For three days I couldn't look at my dog the same way. I hated and loved him at the same time, mindful it was his nature. My husband was upset too and thought we should euthanise our dog. We had nephews/nieces to consider. I fought to protect our beloved and said, NOT once did he show any aggression. I researched the behavior of dogs. I took my dog to the Vet's. They confirmed it was territorial. Playing the Alpha Dog. The Vet said though my dog has a great temperament, even the world's best dog should never be left alone with a child.

I took that lesson home with me. God I thought, was this supposed to be a lesson? How awful. Like you Jean, with your horrible incident, I did the same by putting some connotation to it, and spread the word around.

My whole being felt distresed and guilty. Within a short time, I forgave my lab dog. But that didn't take away my pain and 'what if's.' Emotionally, I was beating myself. I sometimes think we want to hang onto the pain as a way of punishing ourselves. But it's not good to let our sorrow and guilt fester. Eventually, I learned to release/forgive myself. Crying helped. I wrote a poem. Similar to what you're doing in this website, Jean. Talking helped a lot. Something you're doing.

Along the way, with understanding from family I found release.

Your hurt is devastating I know. I can only imagine your intense pain right now, because of it's suddenness. Naya was your precious baby. She loved you Jean, and Naya felt your constant love everyday too. She (still) feels your love now.
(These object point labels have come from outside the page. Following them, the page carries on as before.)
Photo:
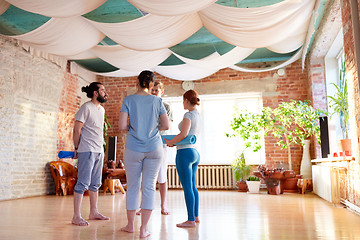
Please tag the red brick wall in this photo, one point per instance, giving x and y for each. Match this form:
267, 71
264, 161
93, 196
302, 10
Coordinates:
293, 85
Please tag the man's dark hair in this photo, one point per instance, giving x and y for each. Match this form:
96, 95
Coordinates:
94, 86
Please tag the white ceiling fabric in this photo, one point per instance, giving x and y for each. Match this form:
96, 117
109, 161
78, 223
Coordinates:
184, 72
248, 27
144, 42
56, 8
131, 60
152, 32
171, 8
63, 36
3, 6
217, 61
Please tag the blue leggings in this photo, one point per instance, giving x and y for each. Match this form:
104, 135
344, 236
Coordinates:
187, 160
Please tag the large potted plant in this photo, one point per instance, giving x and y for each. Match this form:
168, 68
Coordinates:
241, 172
290, 123
253, 184
340, 106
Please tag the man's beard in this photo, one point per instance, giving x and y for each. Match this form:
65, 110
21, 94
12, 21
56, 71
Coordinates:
101, 99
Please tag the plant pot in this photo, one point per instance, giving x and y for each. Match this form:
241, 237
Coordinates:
345, 145
305, 167
242, 186
290, 184
273, 186
253, 186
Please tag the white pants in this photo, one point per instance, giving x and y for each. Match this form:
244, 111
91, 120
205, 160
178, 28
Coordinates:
141, 167
162, 178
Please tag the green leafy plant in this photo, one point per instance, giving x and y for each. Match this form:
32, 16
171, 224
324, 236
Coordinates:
339, 102
253, 178
290, 123
240, 168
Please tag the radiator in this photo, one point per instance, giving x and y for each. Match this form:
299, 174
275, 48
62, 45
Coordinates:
207, 177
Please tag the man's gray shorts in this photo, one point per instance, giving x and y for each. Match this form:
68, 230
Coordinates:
90, 165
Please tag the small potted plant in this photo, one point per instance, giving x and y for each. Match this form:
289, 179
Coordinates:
253, 184
241, 172
340, 106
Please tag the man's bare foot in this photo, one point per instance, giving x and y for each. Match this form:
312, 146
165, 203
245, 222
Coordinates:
79, 221
144, 233
164, 211
187, 224
128, 229
98, 216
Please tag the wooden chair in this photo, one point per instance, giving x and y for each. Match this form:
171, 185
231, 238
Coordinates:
65, 177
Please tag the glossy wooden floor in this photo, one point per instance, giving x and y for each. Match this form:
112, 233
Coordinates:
224, 215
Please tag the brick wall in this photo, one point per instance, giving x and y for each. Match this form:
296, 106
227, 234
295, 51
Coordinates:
38, 100
275, 89
29, 102
353, 181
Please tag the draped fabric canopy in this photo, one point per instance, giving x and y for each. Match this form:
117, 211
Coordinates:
182, 40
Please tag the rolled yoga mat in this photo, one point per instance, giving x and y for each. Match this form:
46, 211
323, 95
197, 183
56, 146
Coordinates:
190, 139
66, 154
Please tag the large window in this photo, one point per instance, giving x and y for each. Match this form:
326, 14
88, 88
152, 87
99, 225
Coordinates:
217, 112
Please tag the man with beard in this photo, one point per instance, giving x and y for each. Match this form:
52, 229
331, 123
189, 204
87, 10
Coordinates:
88, 142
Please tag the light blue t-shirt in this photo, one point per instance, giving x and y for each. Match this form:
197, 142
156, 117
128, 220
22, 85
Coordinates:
195, 127
144, 112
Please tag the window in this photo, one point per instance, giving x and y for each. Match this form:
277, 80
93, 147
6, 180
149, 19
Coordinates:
216, 112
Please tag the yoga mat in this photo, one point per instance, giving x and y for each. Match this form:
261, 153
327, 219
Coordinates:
190, 139
66, 154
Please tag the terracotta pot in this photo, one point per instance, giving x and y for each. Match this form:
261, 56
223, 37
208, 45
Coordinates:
273, 186
242, 186
290, 184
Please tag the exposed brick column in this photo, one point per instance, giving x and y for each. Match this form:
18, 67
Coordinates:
352, 75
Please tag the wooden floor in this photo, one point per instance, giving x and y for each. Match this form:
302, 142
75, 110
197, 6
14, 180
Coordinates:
223, 214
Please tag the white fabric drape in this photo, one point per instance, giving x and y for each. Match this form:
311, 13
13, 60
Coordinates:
131, 60
295, 57
248, 27
3, 6
144, 42
184, 72
151, 32
56, 8
63, 36
171, 8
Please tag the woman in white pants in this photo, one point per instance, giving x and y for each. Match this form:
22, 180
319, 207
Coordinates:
143, 149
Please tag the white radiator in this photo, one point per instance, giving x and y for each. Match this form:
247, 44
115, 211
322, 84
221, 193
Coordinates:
207, 177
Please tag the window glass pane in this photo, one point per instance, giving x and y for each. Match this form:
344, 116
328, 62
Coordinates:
217, 111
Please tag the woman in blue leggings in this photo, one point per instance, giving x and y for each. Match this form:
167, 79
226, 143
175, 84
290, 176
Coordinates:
188, 158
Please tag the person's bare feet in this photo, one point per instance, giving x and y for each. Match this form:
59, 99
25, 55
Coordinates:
128, 229
187, 224
98, 216
79, 222
144, 233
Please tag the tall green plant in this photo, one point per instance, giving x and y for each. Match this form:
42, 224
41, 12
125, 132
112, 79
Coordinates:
291, 123
339, 102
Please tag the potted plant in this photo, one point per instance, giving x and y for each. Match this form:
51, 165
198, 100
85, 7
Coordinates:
241, 172
253, 184
290, 123
340, 106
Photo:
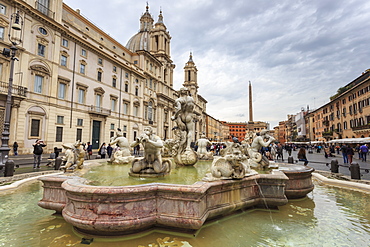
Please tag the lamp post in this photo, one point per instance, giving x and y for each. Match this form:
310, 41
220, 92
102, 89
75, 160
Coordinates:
15, 37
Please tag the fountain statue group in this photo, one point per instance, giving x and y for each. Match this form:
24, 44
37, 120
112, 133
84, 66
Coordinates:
235, 162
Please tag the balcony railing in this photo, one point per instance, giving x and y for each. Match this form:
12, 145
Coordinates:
99, 110
325, 122
326, 134
16, 90
44, 9
362, 127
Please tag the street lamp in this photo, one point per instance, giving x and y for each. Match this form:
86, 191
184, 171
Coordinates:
15, 37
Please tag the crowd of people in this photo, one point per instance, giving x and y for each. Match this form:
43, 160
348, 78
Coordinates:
274, 152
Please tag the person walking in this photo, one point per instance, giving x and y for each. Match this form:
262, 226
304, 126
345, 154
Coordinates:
37, 153
89, 150
364, 150
103, 150
343, 149
288, 148
109, 150
279, 152
350, 154
302, 156
15, 148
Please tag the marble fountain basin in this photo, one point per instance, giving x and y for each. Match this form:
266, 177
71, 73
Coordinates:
120, 210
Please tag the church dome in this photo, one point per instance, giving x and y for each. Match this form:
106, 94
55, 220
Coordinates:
141, 40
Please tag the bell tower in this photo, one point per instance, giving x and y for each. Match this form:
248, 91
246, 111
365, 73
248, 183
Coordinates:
190, 81
160, 47
160, 38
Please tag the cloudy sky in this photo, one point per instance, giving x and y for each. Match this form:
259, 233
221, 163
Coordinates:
296, 53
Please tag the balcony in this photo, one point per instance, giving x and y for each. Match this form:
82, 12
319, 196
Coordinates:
99, 111
44, 9
362, 127
327, 134
17, 91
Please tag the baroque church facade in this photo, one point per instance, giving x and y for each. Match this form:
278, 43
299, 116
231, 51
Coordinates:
75, 82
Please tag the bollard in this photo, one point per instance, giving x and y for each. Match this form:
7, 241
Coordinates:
57, 163
290, 160
334, 167
9, 168
355, 171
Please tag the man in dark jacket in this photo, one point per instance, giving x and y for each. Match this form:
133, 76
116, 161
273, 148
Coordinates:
37, 152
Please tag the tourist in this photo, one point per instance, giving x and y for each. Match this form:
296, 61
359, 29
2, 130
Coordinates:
52, 157
279, 152
350, 154
37, 153
15, 148
337, 147
89, 150
344, 149
364, 149
326, 151
109, 150
137, 148
357, 150
288, 148
102, 150
302, 156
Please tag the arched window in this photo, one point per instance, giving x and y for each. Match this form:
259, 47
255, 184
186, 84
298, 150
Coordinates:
150, 111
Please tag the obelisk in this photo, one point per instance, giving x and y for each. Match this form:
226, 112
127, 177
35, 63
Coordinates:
250, 103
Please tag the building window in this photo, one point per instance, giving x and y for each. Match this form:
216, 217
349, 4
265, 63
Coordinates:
113, 104
35, 128
125, 108
43, 6
82, 68
43, 31
41, 50
98, 102
59, 134
81, 96
64, 42
60, 119
150, 111
62, 90
99, 75
63, 60
38, 84
79, 135
2, 9
2, 33
80, 122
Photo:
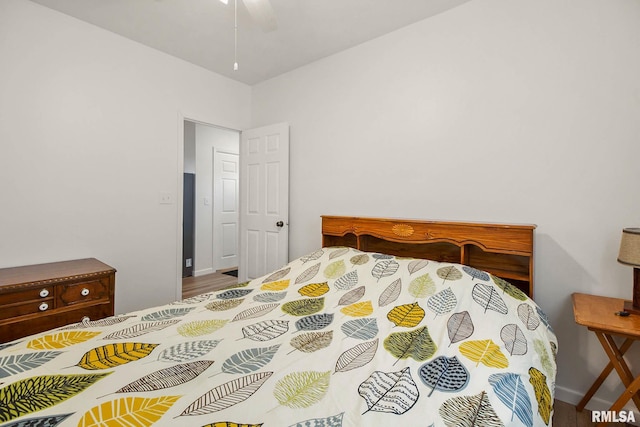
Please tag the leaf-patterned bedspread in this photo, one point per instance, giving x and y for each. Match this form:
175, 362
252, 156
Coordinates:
335, 338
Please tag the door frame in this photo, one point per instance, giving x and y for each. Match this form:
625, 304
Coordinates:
215, 198
182, 117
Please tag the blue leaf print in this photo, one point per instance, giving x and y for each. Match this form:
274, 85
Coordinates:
510, 390
314, 322
234, 293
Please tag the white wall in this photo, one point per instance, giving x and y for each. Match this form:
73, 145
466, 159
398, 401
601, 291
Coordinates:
208, 138
90, 135
189, 143
498, 110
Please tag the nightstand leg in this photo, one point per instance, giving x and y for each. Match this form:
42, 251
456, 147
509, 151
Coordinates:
603, 376
615, 355
629, 393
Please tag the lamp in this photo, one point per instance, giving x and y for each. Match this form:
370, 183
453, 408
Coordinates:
630, 255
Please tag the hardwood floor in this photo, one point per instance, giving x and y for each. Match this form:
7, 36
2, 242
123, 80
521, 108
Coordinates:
192, 286
565, 414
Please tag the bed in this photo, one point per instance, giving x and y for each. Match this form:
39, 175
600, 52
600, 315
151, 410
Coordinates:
360, 332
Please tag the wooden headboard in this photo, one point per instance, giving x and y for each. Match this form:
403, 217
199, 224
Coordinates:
504, 250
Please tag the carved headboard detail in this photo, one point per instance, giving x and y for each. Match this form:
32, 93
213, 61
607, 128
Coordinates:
504, 250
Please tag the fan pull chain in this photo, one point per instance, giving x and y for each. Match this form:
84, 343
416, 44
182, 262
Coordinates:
235, 37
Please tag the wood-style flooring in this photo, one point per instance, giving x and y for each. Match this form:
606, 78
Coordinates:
192, 286
565, 414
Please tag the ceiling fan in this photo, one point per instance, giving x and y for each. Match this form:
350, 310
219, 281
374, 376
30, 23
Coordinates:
261, 12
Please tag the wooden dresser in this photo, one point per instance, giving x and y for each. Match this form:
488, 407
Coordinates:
36, 298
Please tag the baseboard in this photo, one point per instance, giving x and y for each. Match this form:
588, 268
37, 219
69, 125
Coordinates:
203, 272
595, 404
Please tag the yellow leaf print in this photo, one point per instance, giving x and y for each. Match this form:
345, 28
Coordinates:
230, 424
275, 286
200, 327
406, 315
61, 340
113, 355
358, 309
485, 351
128, 411
545, 403
314, 289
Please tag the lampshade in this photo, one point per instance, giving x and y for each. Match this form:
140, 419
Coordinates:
630, 247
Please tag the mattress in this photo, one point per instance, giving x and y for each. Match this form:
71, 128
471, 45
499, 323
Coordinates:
338, 337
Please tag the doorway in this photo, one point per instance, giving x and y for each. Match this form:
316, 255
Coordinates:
213, 237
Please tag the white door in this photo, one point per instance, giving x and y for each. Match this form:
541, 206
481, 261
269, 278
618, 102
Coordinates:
226, 171
264, 203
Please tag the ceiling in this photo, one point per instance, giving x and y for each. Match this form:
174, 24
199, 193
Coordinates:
202, 31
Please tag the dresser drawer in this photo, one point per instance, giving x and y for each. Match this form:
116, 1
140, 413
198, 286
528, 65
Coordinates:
11, 329
27, 307
75, 293
39, 293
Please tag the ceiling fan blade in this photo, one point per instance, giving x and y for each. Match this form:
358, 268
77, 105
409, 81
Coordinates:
262, 13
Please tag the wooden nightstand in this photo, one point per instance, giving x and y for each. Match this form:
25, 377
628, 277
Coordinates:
598, 315
36, 298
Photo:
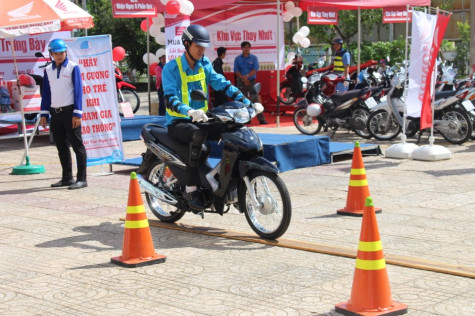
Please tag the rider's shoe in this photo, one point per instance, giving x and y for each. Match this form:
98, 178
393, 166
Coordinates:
194, 199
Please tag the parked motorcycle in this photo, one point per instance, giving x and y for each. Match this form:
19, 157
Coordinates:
243, 178
126, 92
450, 118
342, 110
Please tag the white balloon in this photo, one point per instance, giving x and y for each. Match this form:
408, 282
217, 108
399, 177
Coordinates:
287, 16
296, 11
160, 52
154, 30
290, 56
159, 20
304, 30
305, 42
289, 5
160, 39
152, 57
187, 8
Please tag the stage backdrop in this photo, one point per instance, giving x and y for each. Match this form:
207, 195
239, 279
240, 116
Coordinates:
230, 25
101, 132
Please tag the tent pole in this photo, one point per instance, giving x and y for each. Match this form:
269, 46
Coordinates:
277, 119
359, 40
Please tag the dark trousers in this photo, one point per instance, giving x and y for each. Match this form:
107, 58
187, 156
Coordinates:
64, 135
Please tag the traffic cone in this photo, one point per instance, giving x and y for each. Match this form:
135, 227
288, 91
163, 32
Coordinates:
371, 294
137, 248
358, 189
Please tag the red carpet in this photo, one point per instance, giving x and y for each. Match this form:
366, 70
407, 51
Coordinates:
285, 120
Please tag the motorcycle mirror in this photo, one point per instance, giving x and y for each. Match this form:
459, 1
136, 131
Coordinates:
257, 88
198, 95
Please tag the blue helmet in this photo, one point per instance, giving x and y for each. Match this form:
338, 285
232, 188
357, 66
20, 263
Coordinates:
57, 46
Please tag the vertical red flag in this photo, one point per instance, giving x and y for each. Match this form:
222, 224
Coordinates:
439, 31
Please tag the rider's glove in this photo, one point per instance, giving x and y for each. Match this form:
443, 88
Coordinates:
197, 115
258, 107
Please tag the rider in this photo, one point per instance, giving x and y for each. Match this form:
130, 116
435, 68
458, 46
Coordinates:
341, 62
180, 76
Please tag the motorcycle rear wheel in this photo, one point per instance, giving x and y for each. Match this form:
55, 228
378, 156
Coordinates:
163, 211
125, 95
306, 124
377, 122
460, 126
286, 96
273, 218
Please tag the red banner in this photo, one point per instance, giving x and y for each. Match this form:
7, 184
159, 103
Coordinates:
134, 8
396, 15
439, 31
322, 15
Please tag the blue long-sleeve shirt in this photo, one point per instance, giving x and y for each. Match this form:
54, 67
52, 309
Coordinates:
62, 86
171, 82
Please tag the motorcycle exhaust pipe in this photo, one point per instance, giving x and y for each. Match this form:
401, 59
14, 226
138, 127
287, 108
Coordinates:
156, 192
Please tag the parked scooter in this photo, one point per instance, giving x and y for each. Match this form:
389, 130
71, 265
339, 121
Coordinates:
126, 91
243, 178
342, 110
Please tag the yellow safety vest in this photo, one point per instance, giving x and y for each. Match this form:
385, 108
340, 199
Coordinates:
185, 79
338, 61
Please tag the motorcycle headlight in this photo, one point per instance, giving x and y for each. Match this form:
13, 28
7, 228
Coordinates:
241, 115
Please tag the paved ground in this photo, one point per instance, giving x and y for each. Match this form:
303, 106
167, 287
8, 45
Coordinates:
56, 245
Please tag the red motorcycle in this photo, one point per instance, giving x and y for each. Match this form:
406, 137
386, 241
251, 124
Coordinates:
293, 87
126, 92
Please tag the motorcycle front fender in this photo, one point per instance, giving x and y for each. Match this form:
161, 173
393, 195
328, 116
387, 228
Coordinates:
256, 163
125, 85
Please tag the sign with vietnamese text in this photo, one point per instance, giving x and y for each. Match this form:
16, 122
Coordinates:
322, 15
101, 131
25, 47
396, 15
134, 8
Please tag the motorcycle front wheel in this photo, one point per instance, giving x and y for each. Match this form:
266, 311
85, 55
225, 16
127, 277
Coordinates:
383, 125
272, 218
163, 211
460, 126
131, 96
306, 124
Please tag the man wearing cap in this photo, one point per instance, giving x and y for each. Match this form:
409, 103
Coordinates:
62, 98
219, 96
159, 86
341, 62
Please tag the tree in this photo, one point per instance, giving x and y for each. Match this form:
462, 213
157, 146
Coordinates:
125, 32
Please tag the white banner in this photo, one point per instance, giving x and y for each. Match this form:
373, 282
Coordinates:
174, 27
101, 132
421, 42
25, 48
230, 25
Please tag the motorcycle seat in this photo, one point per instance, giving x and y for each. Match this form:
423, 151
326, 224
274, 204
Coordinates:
444, 94
339, 98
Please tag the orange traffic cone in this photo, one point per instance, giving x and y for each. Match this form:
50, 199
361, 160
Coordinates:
358, 189
137, 248
371, 294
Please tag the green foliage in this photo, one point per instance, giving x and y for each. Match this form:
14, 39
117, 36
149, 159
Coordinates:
463, 48
124, 32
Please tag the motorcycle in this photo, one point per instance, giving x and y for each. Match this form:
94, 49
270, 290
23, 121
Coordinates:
126, 92
348, 110
243, 178
451, 120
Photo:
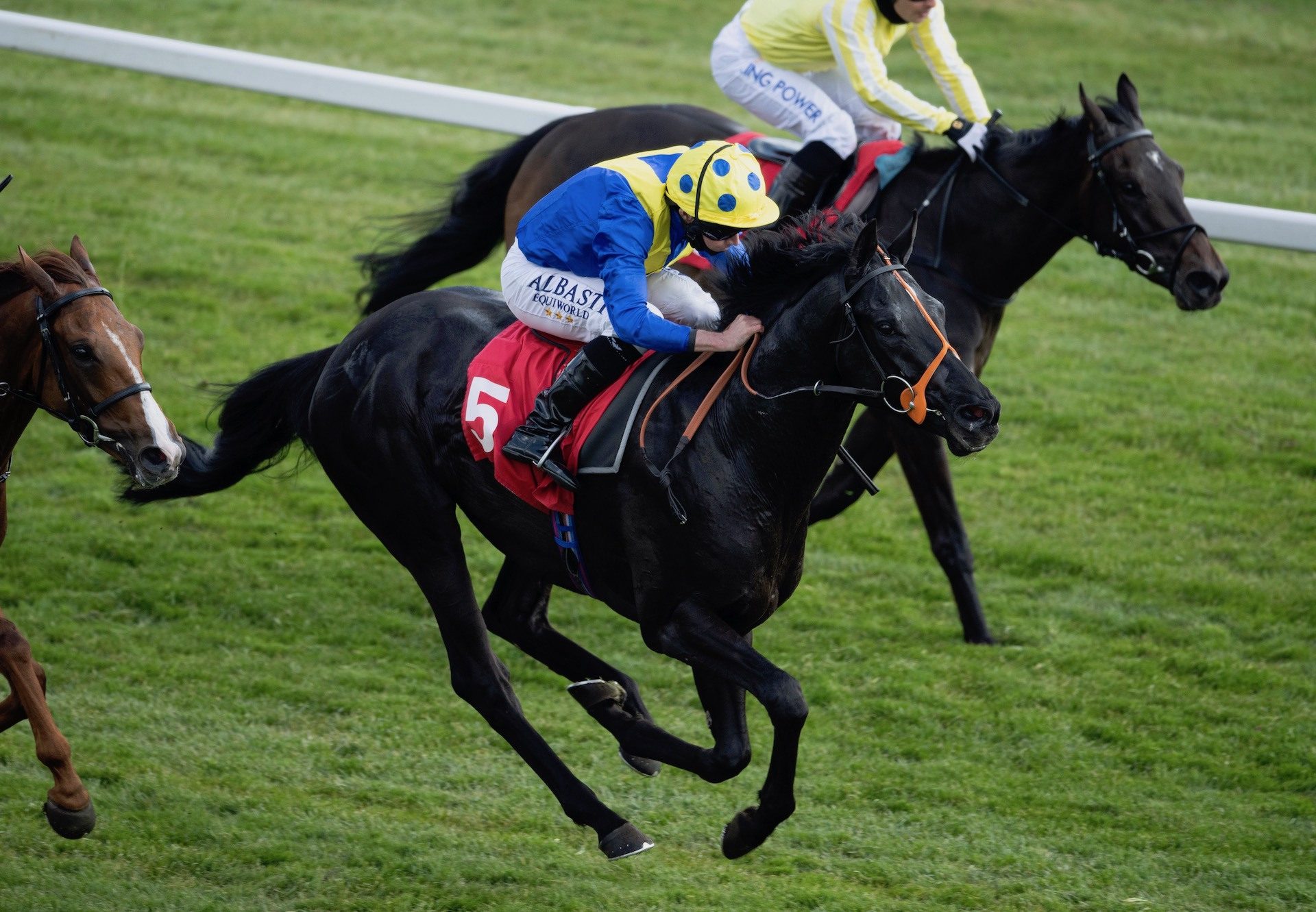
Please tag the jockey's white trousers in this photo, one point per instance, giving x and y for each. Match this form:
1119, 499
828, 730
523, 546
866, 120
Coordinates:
820, 107
569, 306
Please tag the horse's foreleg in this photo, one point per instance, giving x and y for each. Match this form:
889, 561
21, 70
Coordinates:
69, 806
517, 613
702, 640
927, 467
870, 444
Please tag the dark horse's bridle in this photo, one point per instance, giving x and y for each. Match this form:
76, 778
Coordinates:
83, 421
1127, 248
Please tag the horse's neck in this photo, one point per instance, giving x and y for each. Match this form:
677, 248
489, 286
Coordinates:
992, 241
790, 441
20, 341
17, 365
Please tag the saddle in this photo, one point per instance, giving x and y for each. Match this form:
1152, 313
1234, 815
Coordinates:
502, 383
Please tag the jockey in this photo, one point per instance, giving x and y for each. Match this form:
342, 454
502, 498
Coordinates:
815, 67
592, 264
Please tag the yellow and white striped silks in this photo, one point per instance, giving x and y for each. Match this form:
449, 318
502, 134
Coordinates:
808, 36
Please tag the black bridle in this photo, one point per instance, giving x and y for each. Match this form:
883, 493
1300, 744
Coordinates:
83, 421
1127, 248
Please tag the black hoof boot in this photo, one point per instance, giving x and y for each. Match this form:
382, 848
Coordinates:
594, 694
595, 691
70, 824
642, 765
745, 832
624, 841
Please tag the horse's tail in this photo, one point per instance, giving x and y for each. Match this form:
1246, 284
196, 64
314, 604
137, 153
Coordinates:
261, 419
456, 236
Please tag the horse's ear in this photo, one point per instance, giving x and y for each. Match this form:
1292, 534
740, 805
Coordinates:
1095, 116
1128, 97
80, 253
865, 245
38, 277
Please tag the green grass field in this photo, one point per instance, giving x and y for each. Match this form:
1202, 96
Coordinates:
258, 698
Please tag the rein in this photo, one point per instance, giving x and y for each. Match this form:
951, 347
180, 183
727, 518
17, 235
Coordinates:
914, 400
1134, 256
83, 423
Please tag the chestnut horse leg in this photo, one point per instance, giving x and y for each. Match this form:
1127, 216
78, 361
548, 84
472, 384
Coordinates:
69, 807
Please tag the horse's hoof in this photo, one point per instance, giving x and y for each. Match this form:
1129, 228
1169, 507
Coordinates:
744, 833
70, 824
592, 693
626, 840
642, 765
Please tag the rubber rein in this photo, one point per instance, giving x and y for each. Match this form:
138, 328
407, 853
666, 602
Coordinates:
914, 400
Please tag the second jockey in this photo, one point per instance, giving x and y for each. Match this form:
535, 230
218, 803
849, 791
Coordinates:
816, 67
592, 264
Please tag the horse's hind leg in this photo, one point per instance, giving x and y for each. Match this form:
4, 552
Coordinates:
517, 611
435, 557
702, 640
69, 806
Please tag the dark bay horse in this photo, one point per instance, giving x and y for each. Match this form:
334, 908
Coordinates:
382, 412
990, 228
66, 349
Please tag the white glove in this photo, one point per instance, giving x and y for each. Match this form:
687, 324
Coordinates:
969, 136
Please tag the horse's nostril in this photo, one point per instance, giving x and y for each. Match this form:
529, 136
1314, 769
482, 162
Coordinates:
1203, 283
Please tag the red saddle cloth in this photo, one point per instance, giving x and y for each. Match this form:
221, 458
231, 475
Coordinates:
865, 162
502, 383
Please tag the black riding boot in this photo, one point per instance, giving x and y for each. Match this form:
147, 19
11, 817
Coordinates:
801, 180
592, 370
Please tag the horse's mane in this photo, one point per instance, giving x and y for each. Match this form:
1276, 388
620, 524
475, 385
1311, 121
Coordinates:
60, 266
783, 261
1008, 147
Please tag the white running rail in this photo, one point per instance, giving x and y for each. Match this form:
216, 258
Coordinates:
450, 104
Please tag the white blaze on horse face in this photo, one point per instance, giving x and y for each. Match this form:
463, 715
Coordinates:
154, 415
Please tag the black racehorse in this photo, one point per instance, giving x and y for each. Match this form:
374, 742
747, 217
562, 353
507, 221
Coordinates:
986, 230
382, 412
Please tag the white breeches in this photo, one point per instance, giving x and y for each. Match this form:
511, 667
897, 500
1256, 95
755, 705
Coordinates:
818, 107
570, 306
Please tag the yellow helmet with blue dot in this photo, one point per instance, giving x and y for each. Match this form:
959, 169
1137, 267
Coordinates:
720, 183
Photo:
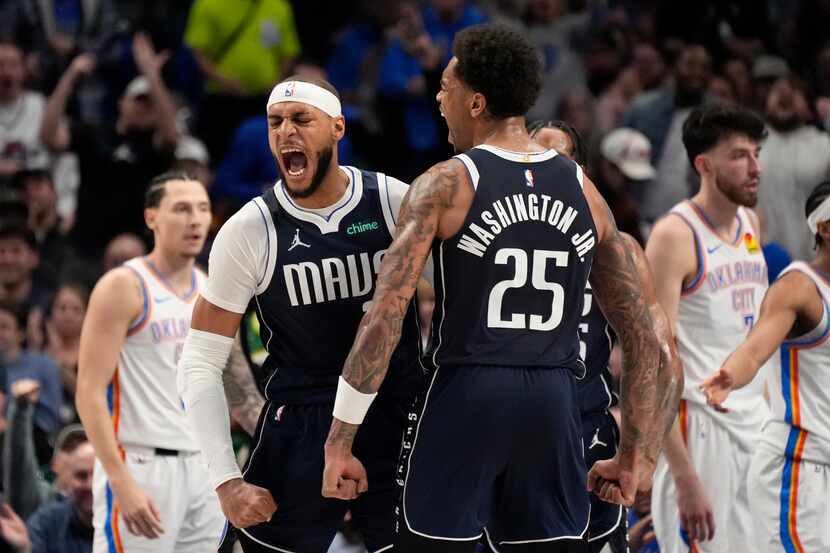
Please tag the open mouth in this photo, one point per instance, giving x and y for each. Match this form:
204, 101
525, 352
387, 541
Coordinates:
295, 161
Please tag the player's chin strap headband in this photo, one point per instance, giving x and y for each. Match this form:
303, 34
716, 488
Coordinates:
819, 215
306, 93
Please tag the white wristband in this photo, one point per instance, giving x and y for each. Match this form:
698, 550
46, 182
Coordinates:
351, 405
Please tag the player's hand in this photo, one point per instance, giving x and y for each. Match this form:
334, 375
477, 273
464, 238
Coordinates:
245, 504
616, 481
139, 511
717, 388
343, 476
696, 513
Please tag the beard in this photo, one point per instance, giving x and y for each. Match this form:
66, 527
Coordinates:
323, 163
735, 192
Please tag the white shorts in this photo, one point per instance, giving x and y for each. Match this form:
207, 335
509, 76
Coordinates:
721, 464
179, 485
789, 503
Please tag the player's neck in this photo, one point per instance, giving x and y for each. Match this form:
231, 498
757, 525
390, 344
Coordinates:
720, 211
508, 134
176, 269
822, 259
334, 185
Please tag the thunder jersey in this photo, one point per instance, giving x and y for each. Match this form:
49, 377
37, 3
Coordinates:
143, 396
800, 393
717, 310
321, 286
509, 285
596, 339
I know this is too soon to say, but someday, I hope you find absolution.

The Rainbow Bridge
by: Steven Myers, Bedford, PA USA

We share your grief at the loss of dear Naya and hope we can take a little of the weight from you.
One day, a new selfless friend will ask to join you for a while - and to give you more than it receives, without condition.

Do not worry! Naya will tell you that she approves of your decision. In the meantime, you will learn to exist with grief, suffering under it for a while, and then learning to co-exist, and finally to overcome it. At that point, Naya will start to judge on the next of her kind in your life.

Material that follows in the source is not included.